La première plante le décor du contexte géographique, social et politique dans lequel évolue ce personnage alors qu’il n’a que dix-huit ans au début du roman.

Au cœur de la petite ville française de Verrières située en Franche-Comté, il est en effet le troisième fils d’un scieur du village qui contrairement à ses frères et son père, affirme rapidement sa préférence pour les études et fait preuve d’une grande curiosité intellectuelle, le « Mémorial de sainte Hélène » en tête, allant contre sa prédestination familiale programmée en faveur des travaux de force.

L’abbé Chélan, curé du séminaire et qui était au fait des incessantes moqueries et violences subies par Julien dans sa famille à ce sujet interviendra donc auprès du maire de ladite commune, Monsieur de Rênal, en vue de le faire intégrer à cette famille bourgeoise et provinciale en qualité de précepteur.

Pourtant pétri de timidité parfois naïve, ce jeune ambitieux imprégné de sa velléité à devenir un nouveau Napoléon tout en le cachant, n’aura de cesse de conquérir l’épouse du maire en question, Madame de Rênal, dès leur rencontre, tel un guerrier.
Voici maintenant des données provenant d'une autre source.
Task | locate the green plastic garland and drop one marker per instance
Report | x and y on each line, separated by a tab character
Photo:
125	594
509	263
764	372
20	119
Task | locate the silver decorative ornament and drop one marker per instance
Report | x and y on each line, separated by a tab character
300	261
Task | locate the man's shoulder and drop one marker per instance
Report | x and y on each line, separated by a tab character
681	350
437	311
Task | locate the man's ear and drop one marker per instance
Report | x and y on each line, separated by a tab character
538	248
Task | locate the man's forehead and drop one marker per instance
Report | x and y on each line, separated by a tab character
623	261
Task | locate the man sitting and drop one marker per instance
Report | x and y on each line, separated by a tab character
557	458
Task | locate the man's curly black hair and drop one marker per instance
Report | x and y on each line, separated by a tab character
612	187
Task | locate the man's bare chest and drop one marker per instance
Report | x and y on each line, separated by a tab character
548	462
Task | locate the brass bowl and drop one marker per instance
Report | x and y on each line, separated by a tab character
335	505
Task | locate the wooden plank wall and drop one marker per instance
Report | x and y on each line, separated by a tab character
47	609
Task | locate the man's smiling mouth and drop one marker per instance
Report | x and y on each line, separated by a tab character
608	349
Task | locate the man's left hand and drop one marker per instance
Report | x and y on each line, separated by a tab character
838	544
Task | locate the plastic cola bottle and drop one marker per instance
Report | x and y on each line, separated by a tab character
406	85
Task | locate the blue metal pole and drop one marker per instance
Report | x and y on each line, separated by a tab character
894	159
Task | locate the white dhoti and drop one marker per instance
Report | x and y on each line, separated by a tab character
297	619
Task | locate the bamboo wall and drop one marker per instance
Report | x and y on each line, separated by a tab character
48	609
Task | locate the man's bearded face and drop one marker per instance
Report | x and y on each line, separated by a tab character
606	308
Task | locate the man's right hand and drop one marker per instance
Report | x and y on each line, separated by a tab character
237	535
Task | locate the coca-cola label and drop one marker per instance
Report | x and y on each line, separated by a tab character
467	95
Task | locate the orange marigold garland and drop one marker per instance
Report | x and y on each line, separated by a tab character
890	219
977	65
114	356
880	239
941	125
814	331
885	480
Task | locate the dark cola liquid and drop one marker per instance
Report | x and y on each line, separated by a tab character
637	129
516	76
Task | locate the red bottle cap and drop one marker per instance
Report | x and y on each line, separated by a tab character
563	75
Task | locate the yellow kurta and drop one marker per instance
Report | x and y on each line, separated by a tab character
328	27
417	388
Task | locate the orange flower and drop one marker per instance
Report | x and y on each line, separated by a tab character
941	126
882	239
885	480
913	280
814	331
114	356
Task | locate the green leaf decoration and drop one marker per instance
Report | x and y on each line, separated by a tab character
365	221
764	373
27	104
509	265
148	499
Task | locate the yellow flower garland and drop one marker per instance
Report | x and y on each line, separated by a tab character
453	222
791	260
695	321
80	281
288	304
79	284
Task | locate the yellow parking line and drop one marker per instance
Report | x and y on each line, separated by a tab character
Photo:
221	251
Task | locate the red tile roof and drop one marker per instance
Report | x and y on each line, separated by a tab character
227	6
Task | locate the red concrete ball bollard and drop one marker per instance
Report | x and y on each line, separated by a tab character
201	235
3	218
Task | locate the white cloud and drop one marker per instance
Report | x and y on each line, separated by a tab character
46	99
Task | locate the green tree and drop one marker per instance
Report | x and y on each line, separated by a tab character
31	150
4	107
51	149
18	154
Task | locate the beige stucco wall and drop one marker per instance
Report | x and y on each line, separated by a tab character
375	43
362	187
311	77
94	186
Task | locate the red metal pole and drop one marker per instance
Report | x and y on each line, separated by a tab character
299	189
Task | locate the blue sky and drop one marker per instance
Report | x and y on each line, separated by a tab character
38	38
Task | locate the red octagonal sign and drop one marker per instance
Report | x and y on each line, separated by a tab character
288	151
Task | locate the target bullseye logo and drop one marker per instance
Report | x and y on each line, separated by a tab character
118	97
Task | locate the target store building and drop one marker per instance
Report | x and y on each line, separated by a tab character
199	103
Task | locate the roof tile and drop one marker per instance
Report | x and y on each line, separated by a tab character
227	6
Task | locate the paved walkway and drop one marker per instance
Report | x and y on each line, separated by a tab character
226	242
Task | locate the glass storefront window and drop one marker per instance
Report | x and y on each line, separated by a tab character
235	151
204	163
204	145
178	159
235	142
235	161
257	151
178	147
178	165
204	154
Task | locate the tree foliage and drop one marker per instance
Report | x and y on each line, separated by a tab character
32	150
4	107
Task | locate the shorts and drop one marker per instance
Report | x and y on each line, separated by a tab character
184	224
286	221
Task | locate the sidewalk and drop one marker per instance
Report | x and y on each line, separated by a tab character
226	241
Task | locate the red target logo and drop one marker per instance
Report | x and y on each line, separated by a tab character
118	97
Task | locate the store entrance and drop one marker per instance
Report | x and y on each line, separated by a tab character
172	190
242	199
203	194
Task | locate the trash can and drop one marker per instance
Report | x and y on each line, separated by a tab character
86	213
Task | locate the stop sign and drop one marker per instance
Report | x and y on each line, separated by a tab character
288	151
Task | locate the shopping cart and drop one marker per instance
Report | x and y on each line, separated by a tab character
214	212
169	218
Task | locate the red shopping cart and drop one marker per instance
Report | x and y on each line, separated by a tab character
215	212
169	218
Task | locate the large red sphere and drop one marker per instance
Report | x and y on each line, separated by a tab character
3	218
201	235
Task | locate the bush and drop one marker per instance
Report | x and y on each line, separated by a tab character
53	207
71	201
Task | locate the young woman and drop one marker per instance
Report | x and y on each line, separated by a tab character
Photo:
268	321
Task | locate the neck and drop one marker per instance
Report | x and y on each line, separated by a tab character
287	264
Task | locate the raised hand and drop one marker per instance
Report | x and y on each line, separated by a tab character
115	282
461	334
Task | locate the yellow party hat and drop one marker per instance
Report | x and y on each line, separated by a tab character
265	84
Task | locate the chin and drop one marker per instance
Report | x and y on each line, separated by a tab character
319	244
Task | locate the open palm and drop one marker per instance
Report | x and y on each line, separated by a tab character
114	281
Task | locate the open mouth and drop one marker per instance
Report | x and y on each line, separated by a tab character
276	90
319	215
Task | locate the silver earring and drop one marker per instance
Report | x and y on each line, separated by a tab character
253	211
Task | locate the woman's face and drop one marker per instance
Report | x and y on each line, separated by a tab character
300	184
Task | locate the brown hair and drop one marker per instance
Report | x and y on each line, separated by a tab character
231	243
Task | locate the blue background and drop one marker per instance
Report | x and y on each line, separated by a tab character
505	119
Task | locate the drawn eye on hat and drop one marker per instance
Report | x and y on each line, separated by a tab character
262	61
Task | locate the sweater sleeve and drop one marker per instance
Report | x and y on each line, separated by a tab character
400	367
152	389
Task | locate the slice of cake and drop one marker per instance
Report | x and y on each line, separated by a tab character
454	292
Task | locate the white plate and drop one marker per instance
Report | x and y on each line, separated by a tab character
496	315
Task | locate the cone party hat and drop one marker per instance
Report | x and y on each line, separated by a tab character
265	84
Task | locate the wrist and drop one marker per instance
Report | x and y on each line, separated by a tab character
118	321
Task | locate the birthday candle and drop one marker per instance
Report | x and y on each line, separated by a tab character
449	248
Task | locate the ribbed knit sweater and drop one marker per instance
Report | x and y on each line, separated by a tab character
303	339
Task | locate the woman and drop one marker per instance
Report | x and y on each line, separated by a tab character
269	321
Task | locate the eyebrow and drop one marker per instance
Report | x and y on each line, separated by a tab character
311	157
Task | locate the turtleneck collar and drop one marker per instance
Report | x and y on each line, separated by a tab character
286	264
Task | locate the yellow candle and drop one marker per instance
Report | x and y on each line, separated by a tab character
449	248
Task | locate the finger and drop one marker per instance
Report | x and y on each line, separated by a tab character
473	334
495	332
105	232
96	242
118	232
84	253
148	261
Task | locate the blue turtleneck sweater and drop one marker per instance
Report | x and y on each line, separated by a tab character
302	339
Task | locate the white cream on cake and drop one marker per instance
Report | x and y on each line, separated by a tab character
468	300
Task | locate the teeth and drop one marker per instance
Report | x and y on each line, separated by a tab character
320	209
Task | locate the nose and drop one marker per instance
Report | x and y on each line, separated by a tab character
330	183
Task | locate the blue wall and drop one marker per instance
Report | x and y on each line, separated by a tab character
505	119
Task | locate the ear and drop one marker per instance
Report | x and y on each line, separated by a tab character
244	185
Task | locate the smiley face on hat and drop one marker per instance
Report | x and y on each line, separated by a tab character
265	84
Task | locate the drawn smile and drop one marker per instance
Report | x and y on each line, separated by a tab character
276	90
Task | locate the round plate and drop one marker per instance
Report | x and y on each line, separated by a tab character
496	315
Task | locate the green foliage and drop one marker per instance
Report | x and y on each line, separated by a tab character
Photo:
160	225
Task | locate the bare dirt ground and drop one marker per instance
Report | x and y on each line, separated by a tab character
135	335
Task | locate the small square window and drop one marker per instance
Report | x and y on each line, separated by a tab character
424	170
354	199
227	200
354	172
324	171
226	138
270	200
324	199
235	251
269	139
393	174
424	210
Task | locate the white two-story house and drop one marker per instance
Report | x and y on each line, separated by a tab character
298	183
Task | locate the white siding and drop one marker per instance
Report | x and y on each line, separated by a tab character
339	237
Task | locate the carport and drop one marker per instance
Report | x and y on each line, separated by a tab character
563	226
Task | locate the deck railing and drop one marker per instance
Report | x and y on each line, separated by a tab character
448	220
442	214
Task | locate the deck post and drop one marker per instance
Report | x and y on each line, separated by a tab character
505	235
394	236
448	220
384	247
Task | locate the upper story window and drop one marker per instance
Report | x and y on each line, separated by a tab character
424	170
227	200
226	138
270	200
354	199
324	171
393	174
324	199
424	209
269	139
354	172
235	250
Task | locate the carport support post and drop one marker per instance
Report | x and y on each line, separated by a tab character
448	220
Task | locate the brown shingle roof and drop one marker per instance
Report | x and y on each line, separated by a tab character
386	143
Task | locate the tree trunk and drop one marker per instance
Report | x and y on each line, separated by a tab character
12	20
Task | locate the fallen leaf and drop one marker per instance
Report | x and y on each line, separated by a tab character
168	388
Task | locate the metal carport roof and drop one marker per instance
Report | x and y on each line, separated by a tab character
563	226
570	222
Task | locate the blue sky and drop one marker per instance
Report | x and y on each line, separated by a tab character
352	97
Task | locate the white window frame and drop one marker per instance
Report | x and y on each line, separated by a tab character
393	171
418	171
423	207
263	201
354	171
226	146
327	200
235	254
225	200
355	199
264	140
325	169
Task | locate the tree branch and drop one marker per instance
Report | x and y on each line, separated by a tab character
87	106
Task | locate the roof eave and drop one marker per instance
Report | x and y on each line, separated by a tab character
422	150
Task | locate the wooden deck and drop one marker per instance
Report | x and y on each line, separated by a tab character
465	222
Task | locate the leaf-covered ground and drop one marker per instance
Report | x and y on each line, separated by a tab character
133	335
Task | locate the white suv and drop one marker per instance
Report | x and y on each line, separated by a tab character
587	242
Le glissement de leur relation vers des sentiments amoureux réciproques devenant difficiles à dissimuler, en parallèle de la rumeur cultivée par la femme de chambre jalouse en la personne d’Elisa, couplé à la fierté parfois disproportionnée du narrateur, le conduiront à prendre la route du grand séminaire de Besançon et à tourner les talons, au moins un temps.

Protégé ensuite par l’abbé Pirard de l’animosité du reste du groupe dont il partage le quotidien mais pas les idées, l’ouverture vers une place de secrétaire auprès du marquis de La Mole s’annonce alors être une nouvelle porte ouverte vers l’ascension sociale tant espérée. Son départ à Paris ne se fera pas sans manquer de perdre la vie lors d’un dernier rendez-vous avec Madame de Rênal devenue apparemment froide à sa passion, mais par le fait réellement de trop d’émotion.

La deuxième partie dévoile alors la vie de Julien Sorel évoluant dans le milieu respectable et respecté de l’aristocratie parisienne en la famille de La Mole, de laquelle il gagne progressivement tout le respect de par son esprit et également de par un duel gagné.

Tantôt impulsif, tantôt ombrageux, laissant penser à des origines familiales naturelles plus nobles que les siennes, il finit par attirer le désir puis l’admiration de la fille du marquis, Mathilde de La Mole avec laquelle il entretiendra une relation des plus partagées entre distance et attrait, au rythme de la lassitude du narrateur et de l’orgueil de sa prétendante.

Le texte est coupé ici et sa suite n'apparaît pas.